A tightrope walker who weighs 610 N walks along a steel cable. When he is halfway across, the cable makes an angle of 0.040 rad below the horizontal. (a) What is the strain in the cable? Assume the cable is horizontal with tension of 80 N before he steps onto it. Ignore the weight of the cable itself. (b) What is the tension in the cable when the tightrope walker is standing at the midpoint? (c) What is the cross-sectional area of the cable? (d) Has the cable been stretched beyond its elastic limit (2.5x108 Pa)?

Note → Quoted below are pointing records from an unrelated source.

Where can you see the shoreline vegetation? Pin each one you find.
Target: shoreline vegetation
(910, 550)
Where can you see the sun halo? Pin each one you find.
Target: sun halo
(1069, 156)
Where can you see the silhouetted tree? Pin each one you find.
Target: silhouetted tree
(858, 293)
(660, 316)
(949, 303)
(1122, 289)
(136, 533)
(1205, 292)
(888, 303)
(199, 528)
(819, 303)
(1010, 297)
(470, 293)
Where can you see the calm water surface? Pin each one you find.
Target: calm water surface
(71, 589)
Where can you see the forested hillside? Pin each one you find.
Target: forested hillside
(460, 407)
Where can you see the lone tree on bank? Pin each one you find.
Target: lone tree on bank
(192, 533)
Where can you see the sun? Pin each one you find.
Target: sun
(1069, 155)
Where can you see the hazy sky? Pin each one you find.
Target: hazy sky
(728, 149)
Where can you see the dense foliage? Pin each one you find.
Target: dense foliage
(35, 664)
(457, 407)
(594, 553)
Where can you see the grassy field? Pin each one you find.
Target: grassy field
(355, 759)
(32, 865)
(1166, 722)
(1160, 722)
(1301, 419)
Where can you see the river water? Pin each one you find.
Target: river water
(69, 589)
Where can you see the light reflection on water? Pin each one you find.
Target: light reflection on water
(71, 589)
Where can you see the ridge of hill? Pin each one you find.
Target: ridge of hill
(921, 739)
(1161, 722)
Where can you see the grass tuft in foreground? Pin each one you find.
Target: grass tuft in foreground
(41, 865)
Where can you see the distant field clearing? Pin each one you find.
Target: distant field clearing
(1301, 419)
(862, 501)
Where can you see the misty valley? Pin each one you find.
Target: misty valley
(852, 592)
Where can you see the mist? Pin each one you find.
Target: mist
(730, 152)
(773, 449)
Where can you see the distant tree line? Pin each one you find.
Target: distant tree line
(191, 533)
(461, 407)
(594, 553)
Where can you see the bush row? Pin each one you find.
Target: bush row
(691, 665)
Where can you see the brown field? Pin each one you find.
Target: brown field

For the change of length we need to find the difference in the length before the walker on the rope and after walker on the rope.
Initial length is L1 and if L2 is the length after the walker is on the rope then L1 = L2 cos 0.04 rad
The change in length is L2- L1 = L2 - L2 cos 0.04
Strain = change in length / initial length
= L2 - L2 cos 0.04 / L2 cos 0.04
= (1- cos 0.04)/ cos 0.04
= 8x10^-4
b)
Tension in the cable is
T = m g / 2 sin 0.04 = 610 / 2 sin 0.04
T = 7627 N
c) According to hooke law within elastic limit, stress is proportional to strain
F/ A = Y (strain)
A = F / Y (strain)
Y is not given in the question so googled it , 200x10^9
A = 610 / (200 x10^9)(8x10^-4)
A = 3.813x10^-6 m^2
d) Elastic limit
= T/A = 7627 /3.813x10^-6 m^2
= 2x10^9
This is greater than 2.5x10^8 Pa so the cable has stretched beyond.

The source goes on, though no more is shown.